Forgive me if I am asking too much at this late stage of the Bill and with the emergency nature of the legislation, but I ask my noble friend to consider whether the Government might accept that they could take the power to make regulations, reapplying the Consumer Credit Act to debt recovery should that prove a popular and necessary measure, or whether they can include the range of £25,000-£50,000 in some other way so that we can avoid the reputational damage that may go along with this. Nevertheless, I welcome the bounce-back loans and I encourage my noble friend to give us some clarification.
My Lords, the noble Baroness, Lady Bowles, whose amendment this is—and I am very pleased to be a signatory—is a considerable expert on the subjects under discussion, as is the noble Baroness, Lady Altmann. I have enormous respect for them both, and for their skills in this area. I am but a mere lawyer and feel, to an extent, inadequate to parry on the financial details under discussion.
I have spent a lot of my time in recent decades dealing with fraud cases in which people often got themselves into financial difficulty, through no fault of their own, and were then under huge pressure from the banks. We have recently heard cases in which the Post Office prosecuted people who pleaded guilty to criminal offences which they had not committed. We have heard about the remedial action that is having to be taken, very expensively, to put those wrongs right.
The bounce-back loans are of course very welcome, but they bring a whole new cohort of people into, what is for them, often very substantial borrowing.

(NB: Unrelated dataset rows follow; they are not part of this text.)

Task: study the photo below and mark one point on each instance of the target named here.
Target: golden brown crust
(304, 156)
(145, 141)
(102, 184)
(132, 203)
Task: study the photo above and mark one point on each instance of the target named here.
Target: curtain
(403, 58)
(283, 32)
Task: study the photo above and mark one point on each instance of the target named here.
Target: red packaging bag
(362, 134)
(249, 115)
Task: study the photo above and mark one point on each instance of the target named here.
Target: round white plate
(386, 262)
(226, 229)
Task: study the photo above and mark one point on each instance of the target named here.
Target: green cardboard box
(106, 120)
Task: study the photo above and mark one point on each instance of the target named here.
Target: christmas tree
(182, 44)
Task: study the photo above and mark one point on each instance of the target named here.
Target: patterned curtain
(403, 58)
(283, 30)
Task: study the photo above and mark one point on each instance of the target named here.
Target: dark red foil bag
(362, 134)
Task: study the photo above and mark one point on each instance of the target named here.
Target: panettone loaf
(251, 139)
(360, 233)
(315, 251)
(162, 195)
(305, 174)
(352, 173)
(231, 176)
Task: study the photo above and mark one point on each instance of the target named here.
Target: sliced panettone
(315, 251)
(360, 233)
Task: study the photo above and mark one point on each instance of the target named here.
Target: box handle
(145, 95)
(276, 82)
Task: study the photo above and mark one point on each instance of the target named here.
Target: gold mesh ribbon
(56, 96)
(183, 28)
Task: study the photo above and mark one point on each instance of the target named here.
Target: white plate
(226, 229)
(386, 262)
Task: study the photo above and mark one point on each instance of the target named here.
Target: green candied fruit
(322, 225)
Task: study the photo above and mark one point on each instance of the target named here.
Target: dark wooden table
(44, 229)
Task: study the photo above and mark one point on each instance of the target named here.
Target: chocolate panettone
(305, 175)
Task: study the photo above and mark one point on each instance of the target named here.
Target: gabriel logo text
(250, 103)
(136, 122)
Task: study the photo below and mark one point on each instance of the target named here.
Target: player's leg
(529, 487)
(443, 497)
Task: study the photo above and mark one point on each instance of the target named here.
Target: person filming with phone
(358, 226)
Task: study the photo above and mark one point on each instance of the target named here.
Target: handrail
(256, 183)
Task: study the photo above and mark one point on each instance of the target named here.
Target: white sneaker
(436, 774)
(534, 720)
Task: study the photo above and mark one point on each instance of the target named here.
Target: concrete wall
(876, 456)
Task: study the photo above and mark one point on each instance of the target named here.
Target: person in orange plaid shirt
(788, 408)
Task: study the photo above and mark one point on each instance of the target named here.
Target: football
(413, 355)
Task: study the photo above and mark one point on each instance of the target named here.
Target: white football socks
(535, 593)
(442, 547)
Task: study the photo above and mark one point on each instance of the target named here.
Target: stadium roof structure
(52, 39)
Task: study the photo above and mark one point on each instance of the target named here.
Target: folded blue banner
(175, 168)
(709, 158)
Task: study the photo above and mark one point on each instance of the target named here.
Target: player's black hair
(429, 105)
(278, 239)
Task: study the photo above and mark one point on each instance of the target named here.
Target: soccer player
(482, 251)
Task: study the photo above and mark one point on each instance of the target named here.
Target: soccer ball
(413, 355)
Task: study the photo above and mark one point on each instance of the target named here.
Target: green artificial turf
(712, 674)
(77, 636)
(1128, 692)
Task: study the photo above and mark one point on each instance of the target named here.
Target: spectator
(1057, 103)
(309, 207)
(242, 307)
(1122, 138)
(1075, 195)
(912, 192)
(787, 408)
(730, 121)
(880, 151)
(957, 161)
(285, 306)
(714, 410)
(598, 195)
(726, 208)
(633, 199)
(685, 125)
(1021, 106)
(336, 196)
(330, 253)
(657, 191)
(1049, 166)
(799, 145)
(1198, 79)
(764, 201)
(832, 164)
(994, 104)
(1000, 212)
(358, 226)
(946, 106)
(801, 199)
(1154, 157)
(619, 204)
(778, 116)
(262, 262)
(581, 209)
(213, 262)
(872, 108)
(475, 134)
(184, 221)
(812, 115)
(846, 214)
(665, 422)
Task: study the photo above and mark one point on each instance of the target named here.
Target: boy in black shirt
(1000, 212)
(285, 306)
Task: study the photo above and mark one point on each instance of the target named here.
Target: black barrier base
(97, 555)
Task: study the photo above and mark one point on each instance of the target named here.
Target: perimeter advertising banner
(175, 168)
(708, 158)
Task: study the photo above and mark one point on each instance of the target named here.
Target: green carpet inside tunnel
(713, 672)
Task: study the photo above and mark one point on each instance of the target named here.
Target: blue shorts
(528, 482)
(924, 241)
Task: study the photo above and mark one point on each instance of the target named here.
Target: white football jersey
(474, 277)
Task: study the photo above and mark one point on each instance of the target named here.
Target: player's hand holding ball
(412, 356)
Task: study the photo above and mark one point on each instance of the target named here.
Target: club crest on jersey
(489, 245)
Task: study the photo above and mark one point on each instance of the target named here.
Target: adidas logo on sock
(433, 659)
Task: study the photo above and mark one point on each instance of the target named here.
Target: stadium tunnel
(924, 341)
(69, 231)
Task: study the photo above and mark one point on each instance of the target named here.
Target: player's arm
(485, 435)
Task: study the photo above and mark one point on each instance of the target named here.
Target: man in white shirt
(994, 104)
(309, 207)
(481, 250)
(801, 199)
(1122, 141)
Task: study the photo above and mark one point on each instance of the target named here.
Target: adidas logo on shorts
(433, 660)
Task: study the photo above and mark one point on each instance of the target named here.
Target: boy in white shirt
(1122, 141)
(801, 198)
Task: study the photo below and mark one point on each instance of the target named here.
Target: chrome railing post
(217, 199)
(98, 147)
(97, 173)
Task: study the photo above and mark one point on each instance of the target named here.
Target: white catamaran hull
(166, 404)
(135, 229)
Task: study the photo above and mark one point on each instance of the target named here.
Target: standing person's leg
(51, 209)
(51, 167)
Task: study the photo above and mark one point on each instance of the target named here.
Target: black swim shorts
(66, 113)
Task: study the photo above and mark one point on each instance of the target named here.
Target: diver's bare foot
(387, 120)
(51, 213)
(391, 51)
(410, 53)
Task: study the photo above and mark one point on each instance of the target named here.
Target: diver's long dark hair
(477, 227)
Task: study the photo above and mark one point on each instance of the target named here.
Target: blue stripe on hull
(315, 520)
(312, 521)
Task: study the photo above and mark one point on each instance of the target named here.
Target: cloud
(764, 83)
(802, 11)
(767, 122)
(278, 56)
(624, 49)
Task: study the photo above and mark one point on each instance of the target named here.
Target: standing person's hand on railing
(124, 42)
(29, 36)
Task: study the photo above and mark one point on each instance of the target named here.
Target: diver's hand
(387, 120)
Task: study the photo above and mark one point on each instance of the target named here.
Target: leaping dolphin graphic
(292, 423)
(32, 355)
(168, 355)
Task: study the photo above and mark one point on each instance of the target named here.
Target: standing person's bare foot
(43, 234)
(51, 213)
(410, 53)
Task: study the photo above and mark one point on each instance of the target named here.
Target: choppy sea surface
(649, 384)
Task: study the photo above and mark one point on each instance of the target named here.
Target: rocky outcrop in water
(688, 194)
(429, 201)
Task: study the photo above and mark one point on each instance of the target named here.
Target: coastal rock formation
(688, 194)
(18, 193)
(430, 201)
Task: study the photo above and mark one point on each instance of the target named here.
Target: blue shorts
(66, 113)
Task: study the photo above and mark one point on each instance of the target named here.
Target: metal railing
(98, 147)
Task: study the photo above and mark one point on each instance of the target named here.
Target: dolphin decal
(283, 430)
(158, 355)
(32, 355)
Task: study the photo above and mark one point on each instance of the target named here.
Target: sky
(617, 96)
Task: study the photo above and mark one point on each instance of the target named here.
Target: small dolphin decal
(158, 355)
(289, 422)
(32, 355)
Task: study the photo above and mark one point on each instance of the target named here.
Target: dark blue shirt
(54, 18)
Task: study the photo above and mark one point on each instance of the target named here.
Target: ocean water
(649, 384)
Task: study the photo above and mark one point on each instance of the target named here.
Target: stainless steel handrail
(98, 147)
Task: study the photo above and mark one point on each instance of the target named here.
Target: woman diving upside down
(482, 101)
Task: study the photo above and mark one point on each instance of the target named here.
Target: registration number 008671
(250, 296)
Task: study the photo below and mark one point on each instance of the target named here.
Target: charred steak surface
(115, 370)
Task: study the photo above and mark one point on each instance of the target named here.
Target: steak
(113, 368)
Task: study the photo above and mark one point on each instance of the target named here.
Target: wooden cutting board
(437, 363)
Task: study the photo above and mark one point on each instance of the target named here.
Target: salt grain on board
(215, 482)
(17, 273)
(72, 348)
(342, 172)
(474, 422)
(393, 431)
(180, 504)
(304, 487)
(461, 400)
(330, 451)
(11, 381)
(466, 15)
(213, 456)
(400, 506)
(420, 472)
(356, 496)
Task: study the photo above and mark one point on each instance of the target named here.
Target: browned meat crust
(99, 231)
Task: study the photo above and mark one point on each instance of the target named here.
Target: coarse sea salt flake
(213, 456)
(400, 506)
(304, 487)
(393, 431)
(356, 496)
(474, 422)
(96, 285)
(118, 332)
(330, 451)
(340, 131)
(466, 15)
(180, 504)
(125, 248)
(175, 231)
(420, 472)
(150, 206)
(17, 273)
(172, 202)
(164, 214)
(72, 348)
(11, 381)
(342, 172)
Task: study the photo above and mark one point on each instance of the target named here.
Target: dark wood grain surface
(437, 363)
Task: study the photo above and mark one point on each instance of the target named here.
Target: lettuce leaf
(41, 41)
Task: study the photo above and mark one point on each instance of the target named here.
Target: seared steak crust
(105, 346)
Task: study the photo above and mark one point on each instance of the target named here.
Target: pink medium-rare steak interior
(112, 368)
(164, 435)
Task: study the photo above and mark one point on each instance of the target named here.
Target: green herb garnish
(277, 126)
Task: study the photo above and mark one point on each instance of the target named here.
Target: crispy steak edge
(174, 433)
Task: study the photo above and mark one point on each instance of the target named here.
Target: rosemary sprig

Many of the businesses we are talking about do not have substantial overdrafts in the ordinary run of things. They are able to live on a cash balance, albeit often small, and they do not have to enter into sophisticated agreements with banks. This applies particularly to family businesses, which have either been created recently or are long established. The debt picture and the debt threats for such companies are frighteningly great compared to the time before coronavirus.
Therefore, over the years, there are plenty of examples, as mentioned by the noble Baroness, Lady Bowles, of banks being sometimes very oppressive towards customers who are put out of business without understanding what redress they may have against those banks. Unfortunately, these provisions remove some of that redress, which they might discover they have against the banks.
In my view, some simple legal remedies with flexibility are needed, so that if, for example, a company defaults on a loan but can demonstrate that, within a couple of years, it can haul itself back to not only profitability but the ability to repay the loan, we would be in a much better position. Surely that would be a far better outcome. The amendment we are considering is one solution to that problem, and that is why I support it.
I am grateful to the noble Baroness, Lady Penn, with whom I have exchanged emails, at her instigation, about this amendment. I said to her yesterday in an email that the Government really should produce some kind of arbitral procedure which would enable loans in the range we are debating to be discussed, a solution to be found that would satisfy the banks in the long term, and the businesses concerned to carry on trading. These loans have of course been introduced in an emergency, but it is actually less of an emergency for the banks than for the people who take out the loans, and about whom we are talking. Unless something better is offered, this amendment would rebalance fairness so that there is a level playing field between the lender and the borrower.